17. Balanced Inquiry
Lectures do have a time and a place, but they are far more effective when they are interactive. Perez likes Harvey Silver’s guide for an effective lecture: connect new knowledge to existing knowledge, organize the materials into chunks, dual code the information so it’s stored in multiple places and exercise the brain.
“It’s a matter of balance to keep the engagement alive,” Perez said. She doesn’t advocate that teachers always have students teach one another just because it has a high retention and transfer rate; doing all of one thing is never effective. Instead, she says, it’s about a balanced use of all the inquiry approaches.
18. Mind-streaming
Mind-streaming is another fun brain break activity that also gives students a chance to recall what they’ve learned and teach one another. Have students randomly pair up and then each person teaches the other the most important things they’ve learned in that lesson.
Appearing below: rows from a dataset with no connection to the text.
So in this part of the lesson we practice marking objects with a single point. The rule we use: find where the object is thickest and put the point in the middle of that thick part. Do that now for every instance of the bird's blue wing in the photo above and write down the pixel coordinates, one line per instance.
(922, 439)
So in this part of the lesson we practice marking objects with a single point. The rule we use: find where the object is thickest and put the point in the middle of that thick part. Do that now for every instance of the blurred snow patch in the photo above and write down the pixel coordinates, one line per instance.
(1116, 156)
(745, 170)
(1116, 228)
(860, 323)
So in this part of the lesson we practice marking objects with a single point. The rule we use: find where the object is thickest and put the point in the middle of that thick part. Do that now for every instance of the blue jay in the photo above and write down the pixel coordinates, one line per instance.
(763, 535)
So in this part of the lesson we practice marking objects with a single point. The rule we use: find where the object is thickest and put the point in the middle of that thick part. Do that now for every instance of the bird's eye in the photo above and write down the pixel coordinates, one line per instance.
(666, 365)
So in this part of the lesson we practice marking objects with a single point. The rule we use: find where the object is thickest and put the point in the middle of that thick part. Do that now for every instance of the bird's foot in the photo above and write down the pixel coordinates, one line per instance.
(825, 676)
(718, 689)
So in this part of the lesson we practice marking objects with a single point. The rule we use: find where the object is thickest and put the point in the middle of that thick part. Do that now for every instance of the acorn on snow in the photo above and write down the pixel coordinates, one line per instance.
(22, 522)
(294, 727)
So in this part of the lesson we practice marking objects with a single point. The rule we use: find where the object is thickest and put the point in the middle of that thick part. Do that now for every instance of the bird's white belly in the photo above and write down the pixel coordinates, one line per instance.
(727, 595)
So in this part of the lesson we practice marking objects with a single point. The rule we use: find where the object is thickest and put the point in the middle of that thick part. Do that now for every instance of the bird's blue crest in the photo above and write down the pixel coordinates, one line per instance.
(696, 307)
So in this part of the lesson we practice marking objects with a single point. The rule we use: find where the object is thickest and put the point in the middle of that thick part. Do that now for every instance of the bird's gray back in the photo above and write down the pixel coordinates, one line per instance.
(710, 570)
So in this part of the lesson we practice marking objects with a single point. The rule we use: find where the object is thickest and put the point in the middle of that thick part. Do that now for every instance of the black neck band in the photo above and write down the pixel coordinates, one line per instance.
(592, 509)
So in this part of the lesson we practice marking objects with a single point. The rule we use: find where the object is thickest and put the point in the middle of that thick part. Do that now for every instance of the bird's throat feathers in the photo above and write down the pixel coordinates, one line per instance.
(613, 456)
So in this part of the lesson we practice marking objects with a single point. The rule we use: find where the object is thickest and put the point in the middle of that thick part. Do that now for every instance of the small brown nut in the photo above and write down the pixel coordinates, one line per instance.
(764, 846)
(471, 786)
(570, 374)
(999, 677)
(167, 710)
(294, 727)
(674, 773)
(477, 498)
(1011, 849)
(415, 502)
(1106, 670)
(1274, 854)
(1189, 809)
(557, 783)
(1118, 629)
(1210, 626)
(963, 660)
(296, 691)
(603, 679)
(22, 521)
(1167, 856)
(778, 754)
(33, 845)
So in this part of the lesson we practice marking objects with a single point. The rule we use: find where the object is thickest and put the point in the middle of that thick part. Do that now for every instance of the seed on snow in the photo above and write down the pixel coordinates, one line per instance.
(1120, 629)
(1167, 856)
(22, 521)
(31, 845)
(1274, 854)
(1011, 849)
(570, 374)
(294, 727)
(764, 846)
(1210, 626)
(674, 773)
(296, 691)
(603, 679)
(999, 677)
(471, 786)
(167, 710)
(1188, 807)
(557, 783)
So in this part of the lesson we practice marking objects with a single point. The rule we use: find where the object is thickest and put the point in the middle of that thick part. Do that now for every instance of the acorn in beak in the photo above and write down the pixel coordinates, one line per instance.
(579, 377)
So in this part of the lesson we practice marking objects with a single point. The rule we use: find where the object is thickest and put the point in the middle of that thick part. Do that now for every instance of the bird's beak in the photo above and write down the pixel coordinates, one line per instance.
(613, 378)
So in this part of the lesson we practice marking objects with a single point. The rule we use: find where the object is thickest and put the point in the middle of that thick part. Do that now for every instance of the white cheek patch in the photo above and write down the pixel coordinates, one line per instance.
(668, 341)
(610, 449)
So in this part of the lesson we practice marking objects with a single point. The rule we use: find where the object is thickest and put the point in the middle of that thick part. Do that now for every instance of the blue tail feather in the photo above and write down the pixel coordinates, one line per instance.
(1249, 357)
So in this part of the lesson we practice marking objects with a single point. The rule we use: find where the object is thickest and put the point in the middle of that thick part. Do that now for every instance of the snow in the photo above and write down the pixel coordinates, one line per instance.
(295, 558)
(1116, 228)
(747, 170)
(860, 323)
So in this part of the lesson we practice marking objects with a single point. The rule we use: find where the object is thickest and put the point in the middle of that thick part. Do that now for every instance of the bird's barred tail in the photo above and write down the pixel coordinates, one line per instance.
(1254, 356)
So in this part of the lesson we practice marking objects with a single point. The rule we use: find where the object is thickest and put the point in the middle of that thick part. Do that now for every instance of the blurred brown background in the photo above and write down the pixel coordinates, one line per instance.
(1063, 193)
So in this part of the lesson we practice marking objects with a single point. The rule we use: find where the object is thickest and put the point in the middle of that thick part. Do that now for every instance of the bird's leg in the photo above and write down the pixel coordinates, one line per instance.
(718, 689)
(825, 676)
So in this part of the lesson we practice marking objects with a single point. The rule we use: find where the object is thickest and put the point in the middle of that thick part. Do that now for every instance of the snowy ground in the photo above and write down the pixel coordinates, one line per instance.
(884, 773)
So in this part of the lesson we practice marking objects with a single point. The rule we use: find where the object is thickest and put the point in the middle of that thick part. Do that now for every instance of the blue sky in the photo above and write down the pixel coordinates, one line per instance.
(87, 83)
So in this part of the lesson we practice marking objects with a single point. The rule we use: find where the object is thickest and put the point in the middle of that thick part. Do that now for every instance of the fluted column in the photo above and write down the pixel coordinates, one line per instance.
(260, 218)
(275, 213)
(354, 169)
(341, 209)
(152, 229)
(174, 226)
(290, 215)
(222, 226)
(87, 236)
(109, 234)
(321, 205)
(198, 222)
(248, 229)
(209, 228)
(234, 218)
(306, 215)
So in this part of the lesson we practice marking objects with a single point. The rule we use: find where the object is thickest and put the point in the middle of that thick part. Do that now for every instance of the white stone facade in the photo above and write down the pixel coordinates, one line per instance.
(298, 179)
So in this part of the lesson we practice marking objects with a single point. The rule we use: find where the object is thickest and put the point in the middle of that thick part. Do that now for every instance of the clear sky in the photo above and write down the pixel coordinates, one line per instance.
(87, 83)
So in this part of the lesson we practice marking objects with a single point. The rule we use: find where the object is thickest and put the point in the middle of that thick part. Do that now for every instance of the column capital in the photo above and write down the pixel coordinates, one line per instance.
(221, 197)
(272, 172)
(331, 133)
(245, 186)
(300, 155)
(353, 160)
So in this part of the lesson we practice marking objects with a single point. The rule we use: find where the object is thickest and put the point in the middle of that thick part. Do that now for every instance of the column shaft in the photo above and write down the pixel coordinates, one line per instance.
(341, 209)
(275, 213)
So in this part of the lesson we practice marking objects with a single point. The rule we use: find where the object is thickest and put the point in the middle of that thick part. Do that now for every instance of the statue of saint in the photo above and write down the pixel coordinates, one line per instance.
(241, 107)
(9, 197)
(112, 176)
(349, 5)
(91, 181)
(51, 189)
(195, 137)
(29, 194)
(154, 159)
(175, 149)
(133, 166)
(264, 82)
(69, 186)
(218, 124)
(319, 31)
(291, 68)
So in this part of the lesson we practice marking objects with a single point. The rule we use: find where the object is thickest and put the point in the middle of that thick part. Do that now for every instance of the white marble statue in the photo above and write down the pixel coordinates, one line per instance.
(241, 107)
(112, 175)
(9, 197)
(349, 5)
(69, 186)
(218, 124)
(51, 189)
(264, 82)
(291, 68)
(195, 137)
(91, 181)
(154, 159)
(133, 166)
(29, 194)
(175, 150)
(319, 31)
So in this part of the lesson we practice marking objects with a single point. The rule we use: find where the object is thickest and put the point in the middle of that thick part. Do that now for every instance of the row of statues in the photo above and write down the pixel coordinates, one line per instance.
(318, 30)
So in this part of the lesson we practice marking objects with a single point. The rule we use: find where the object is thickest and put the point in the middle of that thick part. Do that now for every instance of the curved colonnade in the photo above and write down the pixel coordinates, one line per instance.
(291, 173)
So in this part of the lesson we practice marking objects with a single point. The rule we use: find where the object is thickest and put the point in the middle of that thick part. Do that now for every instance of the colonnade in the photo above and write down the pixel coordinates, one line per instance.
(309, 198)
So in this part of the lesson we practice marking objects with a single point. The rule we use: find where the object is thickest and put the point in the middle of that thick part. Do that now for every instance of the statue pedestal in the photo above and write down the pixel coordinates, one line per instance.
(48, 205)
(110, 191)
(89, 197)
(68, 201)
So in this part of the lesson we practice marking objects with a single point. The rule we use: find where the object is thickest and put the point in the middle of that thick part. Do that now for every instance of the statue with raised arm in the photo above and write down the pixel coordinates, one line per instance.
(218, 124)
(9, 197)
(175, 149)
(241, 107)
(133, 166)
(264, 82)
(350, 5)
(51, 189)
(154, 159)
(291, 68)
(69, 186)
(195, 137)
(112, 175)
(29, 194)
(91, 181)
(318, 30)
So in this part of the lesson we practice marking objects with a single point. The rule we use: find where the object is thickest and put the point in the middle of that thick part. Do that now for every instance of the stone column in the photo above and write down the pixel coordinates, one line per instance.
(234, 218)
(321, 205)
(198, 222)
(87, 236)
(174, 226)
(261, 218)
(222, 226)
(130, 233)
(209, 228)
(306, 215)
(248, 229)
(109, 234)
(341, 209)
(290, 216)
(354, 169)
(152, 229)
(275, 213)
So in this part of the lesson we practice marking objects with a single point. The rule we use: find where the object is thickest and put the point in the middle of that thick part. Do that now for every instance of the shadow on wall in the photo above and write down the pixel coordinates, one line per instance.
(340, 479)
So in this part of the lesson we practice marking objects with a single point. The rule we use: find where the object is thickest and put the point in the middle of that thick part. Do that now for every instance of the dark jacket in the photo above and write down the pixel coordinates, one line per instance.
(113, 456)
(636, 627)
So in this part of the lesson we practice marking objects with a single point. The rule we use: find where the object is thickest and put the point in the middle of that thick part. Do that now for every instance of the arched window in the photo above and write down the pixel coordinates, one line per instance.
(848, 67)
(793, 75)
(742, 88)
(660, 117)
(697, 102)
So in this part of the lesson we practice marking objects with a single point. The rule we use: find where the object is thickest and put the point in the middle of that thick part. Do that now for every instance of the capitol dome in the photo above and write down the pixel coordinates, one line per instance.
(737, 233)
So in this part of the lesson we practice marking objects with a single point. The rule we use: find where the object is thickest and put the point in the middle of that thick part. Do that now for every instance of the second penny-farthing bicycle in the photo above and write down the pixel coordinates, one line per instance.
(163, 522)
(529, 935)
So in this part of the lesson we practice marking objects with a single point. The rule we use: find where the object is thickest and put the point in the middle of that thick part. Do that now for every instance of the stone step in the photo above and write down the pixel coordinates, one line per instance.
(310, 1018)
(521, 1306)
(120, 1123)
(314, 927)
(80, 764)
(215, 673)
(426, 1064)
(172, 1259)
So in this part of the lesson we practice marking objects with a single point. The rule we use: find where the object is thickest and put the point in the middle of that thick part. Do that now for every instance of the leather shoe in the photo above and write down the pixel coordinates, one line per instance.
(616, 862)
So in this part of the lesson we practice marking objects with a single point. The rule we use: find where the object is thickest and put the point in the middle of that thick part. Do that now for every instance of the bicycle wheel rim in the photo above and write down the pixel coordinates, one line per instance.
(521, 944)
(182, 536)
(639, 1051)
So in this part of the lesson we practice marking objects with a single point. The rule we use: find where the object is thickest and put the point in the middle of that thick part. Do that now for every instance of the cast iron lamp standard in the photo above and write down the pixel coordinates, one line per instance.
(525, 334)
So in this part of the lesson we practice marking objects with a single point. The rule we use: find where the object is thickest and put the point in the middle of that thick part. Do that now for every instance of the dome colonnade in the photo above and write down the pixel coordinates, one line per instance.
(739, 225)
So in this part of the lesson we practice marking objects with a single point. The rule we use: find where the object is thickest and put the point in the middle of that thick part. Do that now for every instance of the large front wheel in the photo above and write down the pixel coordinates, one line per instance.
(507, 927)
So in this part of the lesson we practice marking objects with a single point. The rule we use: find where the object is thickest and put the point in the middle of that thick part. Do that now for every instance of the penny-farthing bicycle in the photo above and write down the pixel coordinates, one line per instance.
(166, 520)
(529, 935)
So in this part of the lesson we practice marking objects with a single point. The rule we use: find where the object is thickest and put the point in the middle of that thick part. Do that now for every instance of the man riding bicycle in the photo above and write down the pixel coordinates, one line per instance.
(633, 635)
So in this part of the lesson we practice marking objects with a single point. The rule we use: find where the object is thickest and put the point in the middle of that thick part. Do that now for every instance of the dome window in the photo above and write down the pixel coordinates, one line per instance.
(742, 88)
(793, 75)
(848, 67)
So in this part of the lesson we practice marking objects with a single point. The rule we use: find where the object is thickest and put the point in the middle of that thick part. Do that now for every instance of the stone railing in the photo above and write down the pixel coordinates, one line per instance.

Each person will remember different things, and when there is overlap that will reinforce the concept. It’s simple, effective and doesn’t require any teacher preparation because students are teaching one another.
19. Be Interactive
Perez begs educators to always try to make tasks engaging and interactive by giving students enough knowledge, giving them the language to express it, giving them an authentic reason for the interaction they’re engaged in, prime them with interesting questions, establish a community of learners that support each other, and give students a clear understanding of the task. If these elements are part of every class, she says, all students can be successful.
20. HOPE
The last tip Perez offered educators is to have HOPE, an acronym she uses for Have Only Positive Expectations.
*A previous version of this story included information Kathy Perez shared in her conference presentation about the Learning Pyramid and rates of retention using various teaching methods which are in incorrect. We regret the error.